In this review, we summarise the 2017 ESC guidelines on diagnosis and optimal medical treatment of lower extremity artery disease (LEAD), focusing especially on what is new since the previous recommendations. Revascularisation procedures and indications will not be discussed here.
The level of evidence and the strength of the recommendations refer to predefined scales, as explained in the ESC guidelines .
Introduction – epidemiology and prognosis
In 2017, the European Society of Cardiology (ESC) in association with the European Society of Vascular Surgery (ESVS) published a revised version of the “Guidelines on the Diagnosis and Management of Peripheral Arterial Diseases”, previously published in 2011. The revision was based on the results of a considerable number of randomised clinical trials, meta-analyses or large studies published on this subject in the intervening years.

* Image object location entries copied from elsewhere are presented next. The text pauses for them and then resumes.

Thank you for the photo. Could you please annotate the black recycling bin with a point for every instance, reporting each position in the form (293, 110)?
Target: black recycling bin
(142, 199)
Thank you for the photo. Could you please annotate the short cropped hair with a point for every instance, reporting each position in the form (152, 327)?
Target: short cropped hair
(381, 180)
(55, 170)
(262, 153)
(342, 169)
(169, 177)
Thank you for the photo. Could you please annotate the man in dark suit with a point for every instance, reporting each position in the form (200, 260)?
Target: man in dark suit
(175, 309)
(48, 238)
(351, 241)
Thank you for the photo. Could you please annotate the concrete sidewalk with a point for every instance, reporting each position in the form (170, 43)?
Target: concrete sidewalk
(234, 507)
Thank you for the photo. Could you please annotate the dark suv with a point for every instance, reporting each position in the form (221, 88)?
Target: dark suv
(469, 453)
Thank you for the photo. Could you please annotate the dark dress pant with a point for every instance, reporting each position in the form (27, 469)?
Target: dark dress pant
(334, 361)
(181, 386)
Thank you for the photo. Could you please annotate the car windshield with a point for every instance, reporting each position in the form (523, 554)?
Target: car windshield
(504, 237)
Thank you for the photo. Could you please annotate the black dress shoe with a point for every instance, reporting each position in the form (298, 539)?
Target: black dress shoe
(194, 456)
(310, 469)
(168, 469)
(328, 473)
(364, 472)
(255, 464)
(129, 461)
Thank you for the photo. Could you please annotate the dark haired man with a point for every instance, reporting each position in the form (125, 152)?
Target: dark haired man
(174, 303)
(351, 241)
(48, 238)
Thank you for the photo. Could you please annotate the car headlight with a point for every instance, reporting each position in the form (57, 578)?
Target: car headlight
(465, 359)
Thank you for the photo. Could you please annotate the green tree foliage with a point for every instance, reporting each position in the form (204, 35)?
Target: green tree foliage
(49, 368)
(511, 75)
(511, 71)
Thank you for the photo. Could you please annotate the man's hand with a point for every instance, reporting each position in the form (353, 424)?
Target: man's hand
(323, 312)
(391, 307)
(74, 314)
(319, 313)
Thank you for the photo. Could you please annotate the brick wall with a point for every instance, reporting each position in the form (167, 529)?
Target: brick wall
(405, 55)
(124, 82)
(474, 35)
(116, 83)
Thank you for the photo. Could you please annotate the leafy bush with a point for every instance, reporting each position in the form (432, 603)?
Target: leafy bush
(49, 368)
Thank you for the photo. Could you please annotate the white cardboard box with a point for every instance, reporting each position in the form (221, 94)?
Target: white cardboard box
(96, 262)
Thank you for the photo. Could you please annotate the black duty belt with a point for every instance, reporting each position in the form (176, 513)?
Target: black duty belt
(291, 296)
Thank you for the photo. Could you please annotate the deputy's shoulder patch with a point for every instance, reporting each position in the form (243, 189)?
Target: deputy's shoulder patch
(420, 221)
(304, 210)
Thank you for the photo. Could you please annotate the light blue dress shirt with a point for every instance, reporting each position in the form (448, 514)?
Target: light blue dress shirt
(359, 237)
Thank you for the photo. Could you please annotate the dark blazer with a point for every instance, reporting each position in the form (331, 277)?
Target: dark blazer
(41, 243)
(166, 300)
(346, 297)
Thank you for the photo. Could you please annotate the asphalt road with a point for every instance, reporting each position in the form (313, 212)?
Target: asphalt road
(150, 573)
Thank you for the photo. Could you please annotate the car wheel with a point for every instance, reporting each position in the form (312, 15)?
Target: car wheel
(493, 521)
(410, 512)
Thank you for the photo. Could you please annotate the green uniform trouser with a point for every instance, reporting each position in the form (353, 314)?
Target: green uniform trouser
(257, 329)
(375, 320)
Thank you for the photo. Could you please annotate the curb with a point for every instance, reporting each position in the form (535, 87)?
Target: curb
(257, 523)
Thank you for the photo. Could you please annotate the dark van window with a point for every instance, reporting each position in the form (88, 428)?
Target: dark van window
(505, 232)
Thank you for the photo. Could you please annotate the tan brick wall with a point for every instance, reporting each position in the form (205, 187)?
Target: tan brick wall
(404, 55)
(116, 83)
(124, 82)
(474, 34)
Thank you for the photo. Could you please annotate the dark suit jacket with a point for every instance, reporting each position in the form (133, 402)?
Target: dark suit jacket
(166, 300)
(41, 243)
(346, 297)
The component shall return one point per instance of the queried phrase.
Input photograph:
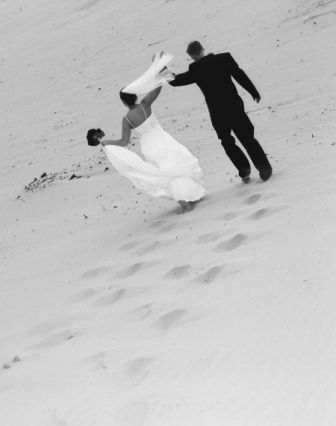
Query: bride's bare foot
(186, 206)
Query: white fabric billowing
(169, 169)
(156, 76)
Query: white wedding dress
(169, 169)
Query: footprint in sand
(252, 199)
(94, 273)
(129, 270)
(137, 369)
(134, 413)
(167, 228)
(131, 245)
(171, 319)
(157, 224)
(133, 269)
(142, 311)
(208, 238)
(210, 275)
(231, 244)
(83, 295)
(148, 248)
(177, 272)
(259, 214)
(111, 299)
(55, 340)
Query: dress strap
(143, 109)
(129, 122)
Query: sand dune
(115, 310)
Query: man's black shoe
(246, 179)
(265, 174)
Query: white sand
(122, 313)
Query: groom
(213, 74)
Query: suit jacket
(213, 74)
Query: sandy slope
(114, 309)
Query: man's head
(195, 50)
(128, 99)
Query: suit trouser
(236, 120)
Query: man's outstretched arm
(182, 79)
(239, 75)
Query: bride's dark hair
(128, 98)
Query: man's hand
(257, 97)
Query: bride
(169, 169)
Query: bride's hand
(158, 54)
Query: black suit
(213, 74)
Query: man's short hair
(194, 48)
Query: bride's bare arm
(150, 98)
(125, 136)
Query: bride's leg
(187, 206)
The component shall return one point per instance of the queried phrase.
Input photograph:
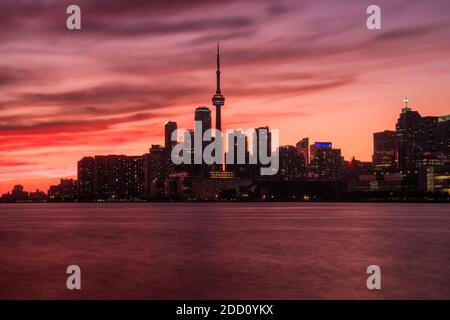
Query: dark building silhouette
(303, 149)
(263, 140)
(411, 139)
(86, 178)
(291, 163)
(385, 150)
(327, 163)
(203, 115)
(242, 169)
(65, 191)
(116, 177)
(316, 146)
(169, 127)
(157, 167)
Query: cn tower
(218, 99)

Lower extremity artery disease (LEAD) is a subgroup of peripheral arterial diseases, affecting lower limb arteries. It is defined as a chronic morbidity leading to narrowing/occlusion of the arteries responsible for blood supply to the legs. In 90–95% of cases it is caused by atherosclerosis. It results in impaired walking and physical capacity, with a major impact on quality of life, and in advanced stages can lead to ischaemia and gangrene of the extremities.
Even today, LEAD still represents a major issue in public health.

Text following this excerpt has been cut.